Patients have a unique relationship with their primary provider. Many times they have been seeing this healthcare professional for years, entrusting them to manage their health and well-being as partners in important decisions about treatment and medical management. So, many expect that if their health has declined to the point that hospice care is the realistic and reasonable treatment choice, their PCP will introduce the idea AND tell them which provider they should use to provide their care. Unfortunately, this is flawed thinking and a plan that has the potential to produce poor outcomes. Here are the reasons why:
1. Allowing anyone else to make your end of life decisions or build your end of life plan is likely to result in not exactly having your wishes identified or needs met. It is something like having someone else plan your marriage, vacation or birth of your child. They don’t know what you want, what you need, what you hope to accomplish, what your resources or priorities are or what you want to leave behind. And, they often have their own agenda that has nothing to do with the your care.

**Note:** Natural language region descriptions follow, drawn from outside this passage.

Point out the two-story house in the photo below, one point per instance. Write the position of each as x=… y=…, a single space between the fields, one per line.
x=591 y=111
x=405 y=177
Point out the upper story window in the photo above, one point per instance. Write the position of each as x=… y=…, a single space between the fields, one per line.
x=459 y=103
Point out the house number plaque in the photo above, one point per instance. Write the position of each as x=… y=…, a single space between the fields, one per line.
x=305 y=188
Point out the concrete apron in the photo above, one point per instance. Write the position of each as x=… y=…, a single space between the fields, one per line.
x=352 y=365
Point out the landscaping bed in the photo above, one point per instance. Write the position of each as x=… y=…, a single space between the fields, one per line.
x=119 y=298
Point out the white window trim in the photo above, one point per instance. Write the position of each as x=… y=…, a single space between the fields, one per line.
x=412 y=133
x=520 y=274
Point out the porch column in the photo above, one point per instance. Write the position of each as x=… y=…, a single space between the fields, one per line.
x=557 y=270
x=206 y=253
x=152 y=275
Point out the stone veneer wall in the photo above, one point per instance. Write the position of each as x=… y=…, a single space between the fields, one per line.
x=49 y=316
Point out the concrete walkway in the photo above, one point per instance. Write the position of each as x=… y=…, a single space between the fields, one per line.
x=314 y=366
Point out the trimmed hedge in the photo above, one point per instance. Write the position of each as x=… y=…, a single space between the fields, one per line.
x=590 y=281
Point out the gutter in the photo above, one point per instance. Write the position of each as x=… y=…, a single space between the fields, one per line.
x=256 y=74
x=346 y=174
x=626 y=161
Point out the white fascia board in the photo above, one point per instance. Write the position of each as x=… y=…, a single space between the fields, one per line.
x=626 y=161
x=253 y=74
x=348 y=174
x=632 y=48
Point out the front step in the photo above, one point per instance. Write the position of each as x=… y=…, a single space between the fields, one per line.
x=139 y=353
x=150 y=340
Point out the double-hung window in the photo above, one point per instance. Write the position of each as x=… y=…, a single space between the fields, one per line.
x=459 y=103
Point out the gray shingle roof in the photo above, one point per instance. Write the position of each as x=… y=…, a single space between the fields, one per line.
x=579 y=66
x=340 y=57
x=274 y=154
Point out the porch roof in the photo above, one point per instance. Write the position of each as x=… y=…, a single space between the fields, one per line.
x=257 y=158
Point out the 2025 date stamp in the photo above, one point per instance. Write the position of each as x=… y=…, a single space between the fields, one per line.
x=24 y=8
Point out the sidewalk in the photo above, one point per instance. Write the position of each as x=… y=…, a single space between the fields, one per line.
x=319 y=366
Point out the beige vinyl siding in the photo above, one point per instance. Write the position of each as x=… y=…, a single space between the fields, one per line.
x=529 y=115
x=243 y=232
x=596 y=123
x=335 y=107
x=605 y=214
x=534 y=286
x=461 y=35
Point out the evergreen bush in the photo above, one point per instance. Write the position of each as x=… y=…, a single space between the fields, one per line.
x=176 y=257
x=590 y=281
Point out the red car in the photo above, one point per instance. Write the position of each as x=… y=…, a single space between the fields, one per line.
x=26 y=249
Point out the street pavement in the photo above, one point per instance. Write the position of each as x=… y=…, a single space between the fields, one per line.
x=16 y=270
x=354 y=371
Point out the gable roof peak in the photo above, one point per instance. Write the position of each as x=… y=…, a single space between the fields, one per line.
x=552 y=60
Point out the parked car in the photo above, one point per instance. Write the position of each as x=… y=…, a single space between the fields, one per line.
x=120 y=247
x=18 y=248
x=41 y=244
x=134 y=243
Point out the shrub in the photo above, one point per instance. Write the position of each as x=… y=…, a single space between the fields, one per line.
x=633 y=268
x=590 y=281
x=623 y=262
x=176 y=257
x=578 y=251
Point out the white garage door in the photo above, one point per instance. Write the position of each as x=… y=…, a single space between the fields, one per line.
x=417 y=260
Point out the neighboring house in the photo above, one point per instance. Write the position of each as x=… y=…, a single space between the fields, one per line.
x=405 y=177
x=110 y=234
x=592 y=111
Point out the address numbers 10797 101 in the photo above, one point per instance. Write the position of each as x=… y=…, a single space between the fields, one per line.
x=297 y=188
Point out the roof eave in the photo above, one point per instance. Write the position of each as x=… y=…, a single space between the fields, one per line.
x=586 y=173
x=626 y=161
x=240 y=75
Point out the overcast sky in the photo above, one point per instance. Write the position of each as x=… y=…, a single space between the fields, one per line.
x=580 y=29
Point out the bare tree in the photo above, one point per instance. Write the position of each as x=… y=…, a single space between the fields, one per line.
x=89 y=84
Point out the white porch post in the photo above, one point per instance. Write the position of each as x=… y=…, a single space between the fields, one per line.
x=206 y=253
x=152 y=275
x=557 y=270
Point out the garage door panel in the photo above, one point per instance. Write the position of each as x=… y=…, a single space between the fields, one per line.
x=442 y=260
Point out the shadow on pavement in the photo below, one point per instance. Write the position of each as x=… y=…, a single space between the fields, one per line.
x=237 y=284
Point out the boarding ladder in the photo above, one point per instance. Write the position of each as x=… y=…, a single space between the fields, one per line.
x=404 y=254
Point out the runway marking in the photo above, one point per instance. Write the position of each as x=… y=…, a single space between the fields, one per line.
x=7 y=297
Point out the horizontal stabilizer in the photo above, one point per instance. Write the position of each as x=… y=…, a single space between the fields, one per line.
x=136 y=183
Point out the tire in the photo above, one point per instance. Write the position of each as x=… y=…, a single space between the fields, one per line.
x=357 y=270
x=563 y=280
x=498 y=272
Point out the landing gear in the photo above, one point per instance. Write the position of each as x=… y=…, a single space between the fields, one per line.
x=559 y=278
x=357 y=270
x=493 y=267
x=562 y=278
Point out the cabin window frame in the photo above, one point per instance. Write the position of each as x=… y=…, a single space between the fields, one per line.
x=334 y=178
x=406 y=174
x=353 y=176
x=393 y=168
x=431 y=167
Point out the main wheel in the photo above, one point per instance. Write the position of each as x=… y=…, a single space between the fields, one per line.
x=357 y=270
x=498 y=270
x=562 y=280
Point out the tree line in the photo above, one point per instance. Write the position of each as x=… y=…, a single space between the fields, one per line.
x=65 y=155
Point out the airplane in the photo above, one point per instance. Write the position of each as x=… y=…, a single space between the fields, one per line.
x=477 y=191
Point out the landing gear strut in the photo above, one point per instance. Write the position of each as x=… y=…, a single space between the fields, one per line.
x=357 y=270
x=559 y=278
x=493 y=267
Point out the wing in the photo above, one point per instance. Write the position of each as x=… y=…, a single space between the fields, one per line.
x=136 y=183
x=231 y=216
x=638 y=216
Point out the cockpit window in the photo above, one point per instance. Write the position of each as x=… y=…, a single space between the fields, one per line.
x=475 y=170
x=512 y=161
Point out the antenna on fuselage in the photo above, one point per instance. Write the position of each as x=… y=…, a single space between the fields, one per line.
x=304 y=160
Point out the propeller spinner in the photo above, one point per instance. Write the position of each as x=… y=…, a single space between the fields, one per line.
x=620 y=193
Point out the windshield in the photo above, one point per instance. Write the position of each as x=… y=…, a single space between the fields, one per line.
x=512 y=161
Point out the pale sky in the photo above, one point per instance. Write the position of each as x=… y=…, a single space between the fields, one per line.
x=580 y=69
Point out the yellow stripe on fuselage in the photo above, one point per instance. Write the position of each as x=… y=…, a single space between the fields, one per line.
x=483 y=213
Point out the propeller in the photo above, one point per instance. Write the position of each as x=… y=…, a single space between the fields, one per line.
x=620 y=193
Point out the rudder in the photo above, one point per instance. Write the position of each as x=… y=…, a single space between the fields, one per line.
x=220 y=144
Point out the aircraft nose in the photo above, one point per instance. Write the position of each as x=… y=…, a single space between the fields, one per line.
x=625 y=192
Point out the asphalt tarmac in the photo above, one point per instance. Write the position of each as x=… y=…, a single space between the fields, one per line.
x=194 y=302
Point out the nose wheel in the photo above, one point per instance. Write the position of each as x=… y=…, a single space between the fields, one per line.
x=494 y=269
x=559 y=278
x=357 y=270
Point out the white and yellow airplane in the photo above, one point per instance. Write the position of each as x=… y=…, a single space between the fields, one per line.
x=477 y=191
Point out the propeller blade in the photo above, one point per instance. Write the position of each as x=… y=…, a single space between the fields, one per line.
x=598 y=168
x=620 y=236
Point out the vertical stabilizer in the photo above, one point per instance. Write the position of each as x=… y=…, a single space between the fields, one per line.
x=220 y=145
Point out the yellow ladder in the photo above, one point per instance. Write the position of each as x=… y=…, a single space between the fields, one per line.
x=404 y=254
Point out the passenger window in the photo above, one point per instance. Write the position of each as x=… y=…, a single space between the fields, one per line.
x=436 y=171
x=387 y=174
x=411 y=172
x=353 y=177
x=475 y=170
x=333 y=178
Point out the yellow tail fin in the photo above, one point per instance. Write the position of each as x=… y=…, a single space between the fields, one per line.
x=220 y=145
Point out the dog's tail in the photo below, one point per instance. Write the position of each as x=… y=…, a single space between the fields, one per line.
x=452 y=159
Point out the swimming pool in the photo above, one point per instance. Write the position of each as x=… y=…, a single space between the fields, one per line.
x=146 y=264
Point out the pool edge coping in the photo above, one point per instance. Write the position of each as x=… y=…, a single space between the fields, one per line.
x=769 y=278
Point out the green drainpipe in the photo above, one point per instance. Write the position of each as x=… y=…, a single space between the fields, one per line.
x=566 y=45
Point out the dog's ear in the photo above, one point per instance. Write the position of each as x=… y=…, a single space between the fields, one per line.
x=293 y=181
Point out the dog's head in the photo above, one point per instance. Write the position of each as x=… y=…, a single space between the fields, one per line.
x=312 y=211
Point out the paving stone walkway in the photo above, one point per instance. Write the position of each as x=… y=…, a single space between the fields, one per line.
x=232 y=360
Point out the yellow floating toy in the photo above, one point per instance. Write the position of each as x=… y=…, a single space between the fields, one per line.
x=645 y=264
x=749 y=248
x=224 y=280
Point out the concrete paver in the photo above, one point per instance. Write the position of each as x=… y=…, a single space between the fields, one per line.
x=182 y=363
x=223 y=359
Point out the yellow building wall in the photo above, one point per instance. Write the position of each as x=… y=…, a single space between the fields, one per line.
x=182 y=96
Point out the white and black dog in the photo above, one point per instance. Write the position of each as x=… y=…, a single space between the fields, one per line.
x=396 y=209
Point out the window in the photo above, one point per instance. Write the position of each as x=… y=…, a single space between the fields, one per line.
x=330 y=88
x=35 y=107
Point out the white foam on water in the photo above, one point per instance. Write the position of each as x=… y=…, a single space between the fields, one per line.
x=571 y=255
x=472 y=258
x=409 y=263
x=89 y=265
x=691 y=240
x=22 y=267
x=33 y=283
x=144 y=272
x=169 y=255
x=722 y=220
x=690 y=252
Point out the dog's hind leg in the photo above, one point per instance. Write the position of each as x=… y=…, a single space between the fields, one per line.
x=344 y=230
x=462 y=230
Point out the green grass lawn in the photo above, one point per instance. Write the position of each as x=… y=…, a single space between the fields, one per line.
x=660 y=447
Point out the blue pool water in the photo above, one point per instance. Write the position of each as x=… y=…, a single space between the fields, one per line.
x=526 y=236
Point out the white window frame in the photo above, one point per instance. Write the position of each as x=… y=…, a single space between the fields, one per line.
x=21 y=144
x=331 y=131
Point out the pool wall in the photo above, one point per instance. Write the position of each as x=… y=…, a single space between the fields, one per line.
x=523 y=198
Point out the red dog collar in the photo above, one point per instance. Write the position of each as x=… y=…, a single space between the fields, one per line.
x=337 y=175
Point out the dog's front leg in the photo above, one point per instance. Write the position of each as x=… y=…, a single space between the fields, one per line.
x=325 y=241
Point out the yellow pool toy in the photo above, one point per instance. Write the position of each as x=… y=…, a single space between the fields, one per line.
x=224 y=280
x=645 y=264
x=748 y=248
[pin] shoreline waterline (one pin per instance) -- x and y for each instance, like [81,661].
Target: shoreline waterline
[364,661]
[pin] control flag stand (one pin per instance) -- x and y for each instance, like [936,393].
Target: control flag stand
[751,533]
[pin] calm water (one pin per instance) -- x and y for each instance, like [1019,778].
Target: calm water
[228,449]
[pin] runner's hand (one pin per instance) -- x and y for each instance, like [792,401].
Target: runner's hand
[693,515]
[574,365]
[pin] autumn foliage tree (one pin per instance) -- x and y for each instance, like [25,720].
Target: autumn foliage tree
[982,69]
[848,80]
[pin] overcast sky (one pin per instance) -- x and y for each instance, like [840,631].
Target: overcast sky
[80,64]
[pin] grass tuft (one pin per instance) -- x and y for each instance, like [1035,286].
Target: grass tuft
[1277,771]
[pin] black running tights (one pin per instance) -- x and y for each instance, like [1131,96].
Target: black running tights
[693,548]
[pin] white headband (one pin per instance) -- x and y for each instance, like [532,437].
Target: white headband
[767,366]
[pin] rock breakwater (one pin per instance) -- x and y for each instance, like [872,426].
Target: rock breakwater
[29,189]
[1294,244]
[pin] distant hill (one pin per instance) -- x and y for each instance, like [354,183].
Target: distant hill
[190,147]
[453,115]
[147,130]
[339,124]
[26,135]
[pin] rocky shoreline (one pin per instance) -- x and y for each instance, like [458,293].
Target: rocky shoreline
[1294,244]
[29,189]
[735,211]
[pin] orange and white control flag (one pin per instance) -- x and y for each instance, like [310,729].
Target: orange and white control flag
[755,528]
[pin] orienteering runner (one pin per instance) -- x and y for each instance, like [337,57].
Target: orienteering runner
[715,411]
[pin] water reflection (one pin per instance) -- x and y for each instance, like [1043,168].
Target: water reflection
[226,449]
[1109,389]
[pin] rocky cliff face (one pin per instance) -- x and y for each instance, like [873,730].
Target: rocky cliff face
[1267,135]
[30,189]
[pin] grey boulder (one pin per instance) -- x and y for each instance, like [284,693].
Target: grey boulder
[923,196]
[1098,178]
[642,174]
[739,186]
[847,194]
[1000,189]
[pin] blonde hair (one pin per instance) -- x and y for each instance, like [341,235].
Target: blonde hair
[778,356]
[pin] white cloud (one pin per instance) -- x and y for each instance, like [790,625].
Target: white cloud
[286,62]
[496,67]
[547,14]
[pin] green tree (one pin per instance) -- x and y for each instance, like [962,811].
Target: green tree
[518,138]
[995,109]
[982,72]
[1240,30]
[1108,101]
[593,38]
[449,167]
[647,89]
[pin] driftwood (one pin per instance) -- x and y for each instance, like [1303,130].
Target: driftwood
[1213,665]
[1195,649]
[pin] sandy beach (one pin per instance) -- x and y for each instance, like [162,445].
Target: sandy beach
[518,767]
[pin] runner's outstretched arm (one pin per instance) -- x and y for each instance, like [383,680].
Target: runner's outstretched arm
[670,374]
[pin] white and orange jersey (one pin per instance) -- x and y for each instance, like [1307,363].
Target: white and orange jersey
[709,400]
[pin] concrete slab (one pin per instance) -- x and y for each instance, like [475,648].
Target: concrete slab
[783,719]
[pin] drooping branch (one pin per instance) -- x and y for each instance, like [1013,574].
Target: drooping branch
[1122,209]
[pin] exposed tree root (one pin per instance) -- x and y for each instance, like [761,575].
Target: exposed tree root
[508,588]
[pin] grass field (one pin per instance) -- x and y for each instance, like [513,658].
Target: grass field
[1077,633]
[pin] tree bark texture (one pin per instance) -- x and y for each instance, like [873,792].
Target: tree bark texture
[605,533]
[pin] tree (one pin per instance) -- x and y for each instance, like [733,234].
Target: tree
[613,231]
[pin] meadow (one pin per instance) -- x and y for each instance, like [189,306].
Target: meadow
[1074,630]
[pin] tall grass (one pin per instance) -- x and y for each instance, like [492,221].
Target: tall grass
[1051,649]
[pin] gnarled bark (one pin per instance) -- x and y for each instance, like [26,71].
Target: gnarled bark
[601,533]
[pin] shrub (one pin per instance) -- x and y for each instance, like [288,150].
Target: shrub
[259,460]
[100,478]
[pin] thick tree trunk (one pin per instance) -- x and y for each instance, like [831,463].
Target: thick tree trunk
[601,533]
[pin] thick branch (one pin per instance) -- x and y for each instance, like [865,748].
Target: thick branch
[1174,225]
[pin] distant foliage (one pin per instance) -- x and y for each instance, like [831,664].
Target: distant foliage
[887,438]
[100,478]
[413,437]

I recently met with a family whose PCP refused to write the order for an evaluation to determine whether the patient qualified for hospice service. Why in the world would a your PCP do this? Because their doctor works for a specific hospice who pays him a salary to manage a hospice team. The more patients the hospice has, the more successful the hospice is and of course, he wants to work for a successful hospice because that helps his paycheck keep coming. It doesn’t matter if that is who his patient wants for their hospice care, it is all about his paycheck. He even threatened his patient “If you go with another hospice, I won’t have you in my office again, for anything”. Of course, patient choice is protected by Medicare regulations, but most patients don’t know that.
2. Many PCPs are uncomfortable with introducing the idea of hospice for a variety of reasons. Some feel that it takes away a person’s hope if we start to talk about planning for end of life and decline. What they don’t realize is that for many people, health issues have reached a point where they are in and out of the hospital or MD office very frequently because symptoms are out of control and they require much closer management than an appointment every 2-3 months just to stay stable. Because they don’t live with they patient, they have no idea how the care needs have gone up and up over time and how much the demand on the patient and the family is increasing or how much hospice could help.
Some PCPs think hospice is about taking away things-taking away the patient’s right to continue to see the PCP-WRONG. Patients can still see their PCP if they want to. Taking away patient’s medications for other health issues-WRONG, patients can still take their medications for health issues not related to the hospice issue, their insurance will still cover them. Taking away hope-WRONG, hospice can help to give patients a better control of pain and nausea, shortness of breath, agitation, anxiety, sleeplessness because the hospice team sees the patient as often as necessary to get problems under control. That can mean every day, at night, on the weekends but most importantly AT THEIR HOME, WHERE THEY LIVE. Patients don’t have to leave home to be seen for problems. They don’t have to go to the ER or wait in the MD office. Caregivers don’t have to worry for 2-3 hours if they are doing the right thing while they wait for a call back, the hospice nurse calls back within minutes.
Some PCPs just don’t have the skills or the courage to say what needs to be said. “I don’t have any other treatments or medications to offer you that can restore your health or change the course or your illness. It is time for you to focus on the fact that you have a limited amount of time left. I may be able to do some things that will keep you alive but I cannot keep you living. I can probably keep your body going but you will continue to decline and anything that I can offer you at this point may buy you time but it will most likely rob you of energy or cause you more suffering or keep you away from those you love or the things you might like to do and some things I could do might even cause you to pass away sooner.” And let’s face it, when our doctor’s say this, what do we say? “I want a second opinion”. That of course is our right, but the likelihood of finding a doctor who says what we want to hear “Well, we might be able to try this or that” is pretty high. Because it is easier to promise a possibility of a good outcome than it is to watch a family fall apart at the thought of a tragic outcome. But is it the right thing to do?
So no, your doctor may not let you know. How do I know? I meet and work with exhausted, heartbroken, financially strapped, angry families who have struggled for weeks or months on their own only to find out they might have had a hospice team and the Medicare/Insurance hospice benefit helping them for a long time if their doctor had just let them know.